Ah, summer. It’s my favorite time of the year! After almost three years in Denmark, though, I’ve learned to manage my expectations a bit better. So here are some of my dos and don’ts for navigating summer in Denmark. The pictures are all from my Instagram - come follow me if you like!
DO: Adjust your expectations
Let’s start with a moment of honesty: Danish summer is fickle, and much like many other good things in life, not to be taken for granted. One year, we might get lucky and have the most beautiful weather from mid-May to early September (looking at you, 2014!), whereas this year, for example, felt like an endless March/ April, with 13-15 degree rainy weather and a warm sunny day as the rare exception. My very best tip for navigating the Danish summer is not to expect too much, and to make the most of what you’ll get. On a sunny day, head out there, sit in the park, take a swim in the ocean, grab an iced coffee with a friend! You never know, the rain might be back tomorrow.
DON’T: Complain to a Dane about the heat
Don’t get me wrong, it actually can get pretty hot here in Denmark. We’ve had a couple of days of sizzling heat, the kind that feels like you can only escape it by fully submerging your entire body in cold water for a couple of hours. However, I’ve noticed that the Danes don’t take kindly to complaints about the heat. If you utter the phrase “gosh, it’s really warm today!” to a Dane, you can be sure to get the answer “but we’re not complaining!”, like a reflex. I think it’s precisely because the Danish summer cannot be taken for granted that people are very careful not to complain about the weather, however hot it might get – “we don’t know how many warm days we’ll have”!

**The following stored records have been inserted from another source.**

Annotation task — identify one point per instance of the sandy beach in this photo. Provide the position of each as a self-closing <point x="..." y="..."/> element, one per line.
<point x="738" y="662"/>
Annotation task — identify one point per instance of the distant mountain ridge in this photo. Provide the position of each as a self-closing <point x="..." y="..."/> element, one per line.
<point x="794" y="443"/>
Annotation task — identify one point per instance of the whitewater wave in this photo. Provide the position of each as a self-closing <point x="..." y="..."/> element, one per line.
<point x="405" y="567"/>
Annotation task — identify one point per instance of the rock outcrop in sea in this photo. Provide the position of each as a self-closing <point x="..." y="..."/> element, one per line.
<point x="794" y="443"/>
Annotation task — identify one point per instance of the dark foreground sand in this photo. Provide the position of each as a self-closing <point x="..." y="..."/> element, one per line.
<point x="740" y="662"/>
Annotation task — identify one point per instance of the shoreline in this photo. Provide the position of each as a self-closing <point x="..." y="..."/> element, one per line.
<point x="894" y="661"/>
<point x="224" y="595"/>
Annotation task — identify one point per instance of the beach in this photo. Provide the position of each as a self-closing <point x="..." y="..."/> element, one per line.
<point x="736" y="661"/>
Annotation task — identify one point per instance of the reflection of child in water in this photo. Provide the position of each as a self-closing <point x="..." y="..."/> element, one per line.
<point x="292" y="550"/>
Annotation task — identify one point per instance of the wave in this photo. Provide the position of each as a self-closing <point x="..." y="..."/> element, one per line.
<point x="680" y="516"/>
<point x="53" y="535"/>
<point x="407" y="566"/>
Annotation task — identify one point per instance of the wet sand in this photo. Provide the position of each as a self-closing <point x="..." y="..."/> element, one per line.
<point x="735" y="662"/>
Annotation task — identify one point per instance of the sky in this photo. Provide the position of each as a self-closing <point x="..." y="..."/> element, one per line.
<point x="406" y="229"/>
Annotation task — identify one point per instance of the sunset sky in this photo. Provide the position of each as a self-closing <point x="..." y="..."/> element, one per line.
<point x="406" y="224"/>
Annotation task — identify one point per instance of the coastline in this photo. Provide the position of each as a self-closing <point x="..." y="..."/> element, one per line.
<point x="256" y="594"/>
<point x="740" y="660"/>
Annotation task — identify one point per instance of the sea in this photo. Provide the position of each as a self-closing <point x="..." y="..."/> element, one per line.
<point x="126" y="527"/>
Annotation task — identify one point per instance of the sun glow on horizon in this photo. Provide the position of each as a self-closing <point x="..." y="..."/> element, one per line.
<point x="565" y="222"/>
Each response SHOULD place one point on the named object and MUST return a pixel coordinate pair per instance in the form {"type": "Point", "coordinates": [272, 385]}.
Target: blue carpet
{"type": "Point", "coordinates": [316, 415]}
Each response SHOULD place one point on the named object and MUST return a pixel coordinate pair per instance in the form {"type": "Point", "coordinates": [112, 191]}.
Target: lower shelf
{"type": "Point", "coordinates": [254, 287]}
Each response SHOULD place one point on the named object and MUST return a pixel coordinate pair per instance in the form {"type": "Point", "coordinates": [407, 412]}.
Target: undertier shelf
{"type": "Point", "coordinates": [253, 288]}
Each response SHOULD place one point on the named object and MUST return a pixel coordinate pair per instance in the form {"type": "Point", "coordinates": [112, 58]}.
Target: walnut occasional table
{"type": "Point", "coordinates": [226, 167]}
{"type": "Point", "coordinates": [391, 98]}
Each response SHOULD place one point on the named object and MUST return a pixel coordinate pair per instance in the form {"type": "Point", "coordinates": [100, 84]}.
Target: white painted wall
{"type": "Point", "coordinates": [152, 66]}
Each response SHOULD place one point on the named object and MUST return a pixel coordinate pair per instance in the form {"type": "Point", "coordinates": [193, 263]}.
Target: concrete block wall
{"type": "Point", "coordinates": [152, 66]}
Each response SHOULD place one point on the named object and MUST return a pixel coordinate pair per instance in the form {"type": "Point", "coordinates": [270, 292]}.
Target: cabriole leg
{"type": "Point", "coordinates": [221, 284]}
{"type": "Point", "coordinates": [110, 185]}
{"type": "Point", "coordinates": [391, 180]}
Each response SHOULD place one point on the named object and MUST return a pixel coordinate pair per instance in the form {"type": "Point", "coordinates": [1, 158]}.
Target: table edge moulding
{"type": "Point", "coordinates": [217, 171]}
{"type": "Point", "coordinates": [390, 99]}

Instead of complaining, how about heading to one of the city’s many beaches (like Amager Strandpark or Bellevue) or taking a dip in one of the many harbor baths (Islands Brygge, Fisketorvet, Sluseholmen)? And, of course, ice cream is always a viable alternative. Check out my list for the best ice creams in Copenhagen here.
DO: Carry an umbrella
Get yourself a small pocket umbrella at Tiger and carry it around in your purse wherever you go. If you bike, buy a plastic poncho. Rain is a very real part of Danish summer, and often, it’s gone as fast as it came. It’s all about being prepared!
DO: Buy good blinds
One thing I love, love, love about Denmark in the summer is the endless hours of daylight. On the longest day of the year, we get an average of 17 hours and 32 minutes of daylight here in Copenhagen. Go ahead, tell me that’s not awesome! But if you’re a light sleeper, you might want to get yourself some good blackout blinds to keep out the light in the early hours of the morning and the late hours at night. At around 4:30am, it’ll already be bright outside, and at 11pm, sensitive sleepers might not be able to drift off due to the light.
DO: Host a barbecue
Okay, this may not be a strictly Danish thing, but who doesn’t love a good barbecue?! The Danes are definitely barbecue aficionados, too – as soon as the weather gets sunny, the supermarkets start to carry large selections of all sorts of grill sausages and marinated meats, and walking through a residential area on an early summer evening, you’ll be surrounded by the smell of charcoal and steaks sizzling on the grill. Many apartment building complexes have common areas, which also include benches or a larger grill, and you can find barbecue stations in many parks as well.
A couple of DON’Ts here, too:
- Don’t use disposable barbecues in parks directly on the grass. That leaves nasty burn marks. Also, take your trash with you when you leave!
- Don’t bury your coals with sand if you grill on the beach! They can actually stay quite hot under there and cause burns when people step on them.
- If you live in an apartment complex, don’t host rowdy grill parties until dawn on a weeknight, even if it’s the summer holiday period… Some people still have to work! (Unfortunately, very few of the families in my house seem to understand this common courtesy.)
DON’T: Work too much
Especially July is the quietest month of the entire year. Many smaller cafés and mom-and-pop stores will simply close their doors, for a couple of weeks or even the entire month. Office buildings feel either like ghost towns (I swear I saw a tumbleweed the other day!) or like kindergartens, as a lot of parents will bring their kids to work for a couple of days during the vacation period. In most industries, the summer is very, very slow (my friend got an email reply saying something along the lines of “we’ll get back to you in six weeks, when everyone is back from vacation”), so you won’t work yourself to death.
DO: Go shopping
Summer sales in Denmark are actually real sales. With big discounts. On good stuff, too! So if you have some spare time on your heads, you should go on a little shopping tour and see if you can get your hands on some bargains. You’ll also find a lot of “lagersalg” (warehouse sales) to make room for new collections. Be prepared for it to be crowded, though, since everyone is on vacation and has ample time for shopping escapades!